Conclusion: Despite the known limitations of working with open data from spontaneous reporting systems (e.g., absence of certain clinical data, underreporting, a tendency to report severe events and recent medicines) and disproportionality analysis, the findings suggest concerning associations that need to be confirmed or rejected in subsequent clinical studies.

1 Introduction

COVID-19 is a viral disease that became a pandemic in March 2020. Mass immunization was able to reduce hospital admissions due to the disease, with most of the critical cases recorded among unvaccinated patients hospitalized due to the disease (Uzun et al., 2022).

The in-hospital treatment protocols for COVID-19 from the United States National Institutes of Health (2023) and the World Health Organization (2023) are not unanimous in their recommendations and include using anticoagulants, corticosteroids, antivirals, IL-6 inhibitors or JAK inhibitors. The medicines choices and combinations vary between the protocols and according to the severity of each patient’s clinical condition.

In the literature, tocilizumab (an IL-6 inhibitor approved by the European Medicines Agency for the treatment of rheumatoid arthritis in 2009 and by the US Food and Drug Administration [US FDA] for COVID-19 treatment in 2020) and remdesivir (an antiviral approved by the US FDA in 2020) are two of the medicines included in the guidelines and are associated with few serious Adverse Drug Events (ADEs) during treatment for COVID-19 (Fan et al., 2020; Tleyjeh et al., 2021; Angamo et al., 2022; Yu et al., 2022).

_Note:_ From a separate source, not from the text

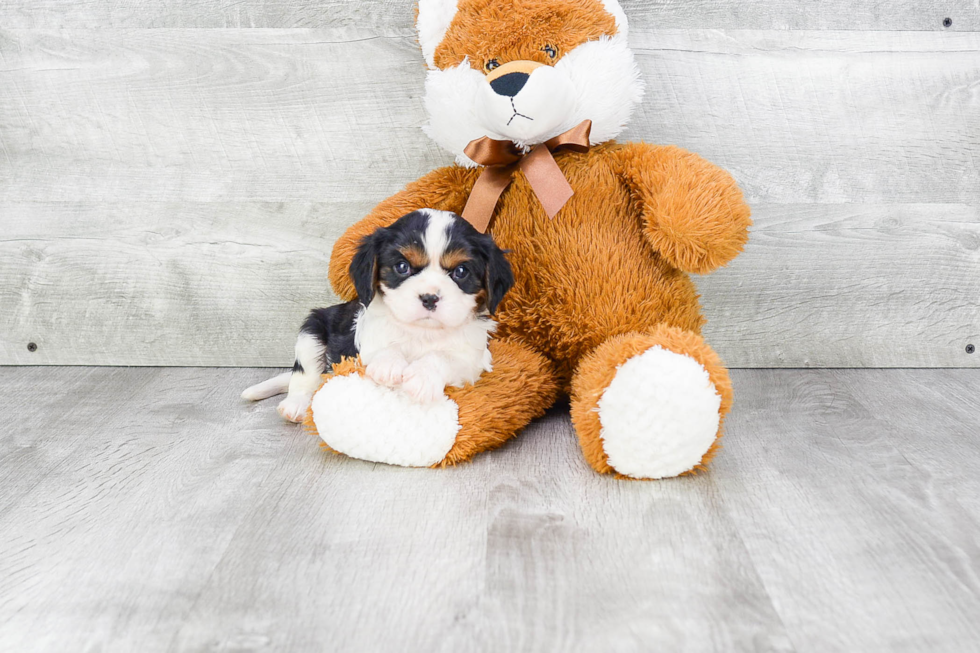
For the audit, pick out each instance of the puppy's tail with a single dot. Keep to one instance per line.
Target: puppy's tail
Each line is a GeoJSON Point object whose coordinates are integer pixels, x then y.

However, as data from these studies are based on controlled clinical trials, observational studies and case reports, less frequent events may not have been detected.

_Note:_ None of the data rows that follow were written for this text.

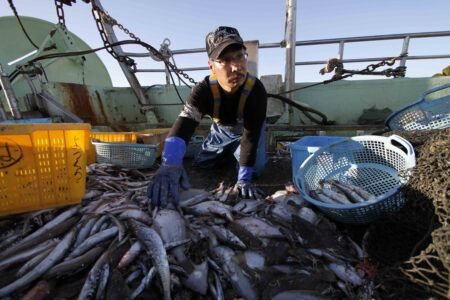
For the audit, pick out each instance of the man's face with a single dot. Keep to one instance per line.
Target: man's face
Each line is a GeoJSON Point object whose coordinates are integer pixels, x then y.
{"type": "Point", "coordinates": [230, 69]}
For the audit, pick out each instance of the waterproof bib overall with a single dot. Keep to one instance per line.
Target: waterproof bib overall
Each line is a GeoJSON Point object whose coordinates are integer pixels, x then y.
{"type": "Point", "coordinates": [223, 142]}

In cases of treatment in pregnant or lactating women, both protocols indicate the same medications as for non-pregnant individuals, but with some reservations. The WHO therapeutic guide states that tocilizumab may cross the placental barrier, but that foetal harm is uncertain. Remdesivir is indicated for this population in both protocols, providing that it is a decision between the patient and the health team. There is lack of available data on ADEs in pregnant individuals (NIH, 2023; World Health Organization, 2023).

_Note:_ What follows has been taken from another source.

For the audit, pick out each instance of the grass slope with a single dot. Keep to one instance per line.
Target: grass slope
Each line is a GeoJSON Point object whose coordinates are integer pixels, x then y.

Serious, unknown or rare ADEs aggregated in medicines regulatory agencies’ pharmacovigilance databases can generate potential safety signals through data mining (Beninger, 2018). As an example, we highlight the potential hepatotoxic (Montastruc, Thuriot, Durrieu, 2020) and nephrotoxic (Gérard et al., 2021) effects of remdesivir, which have proven to be significant associations through pharmacovigilance studies in large databases. Such findings are particularly important when it comes to events related to populations often excluded from clinical trials, such as pregnant women. Despite the absence of prior safety data, the need for therapy leads to discovering adverse events related to pregnancy and the fetus after marketing (Cavadino et al., 2021; Trifirò et al., 2021).

A safety signal is a data set that suggests the existence of a correlation between the medication and the ADE, although not necessarily a causal relationship. It is an association hypothesis that justifies further epidemiological studies to confirm the hypotheses raised by these analyses. By itself, it does not confirm the existence of any risk; thus, other data and evidence are necessary to support or refute the association (Montastruc et al., 2011; Bihan et al., 2020).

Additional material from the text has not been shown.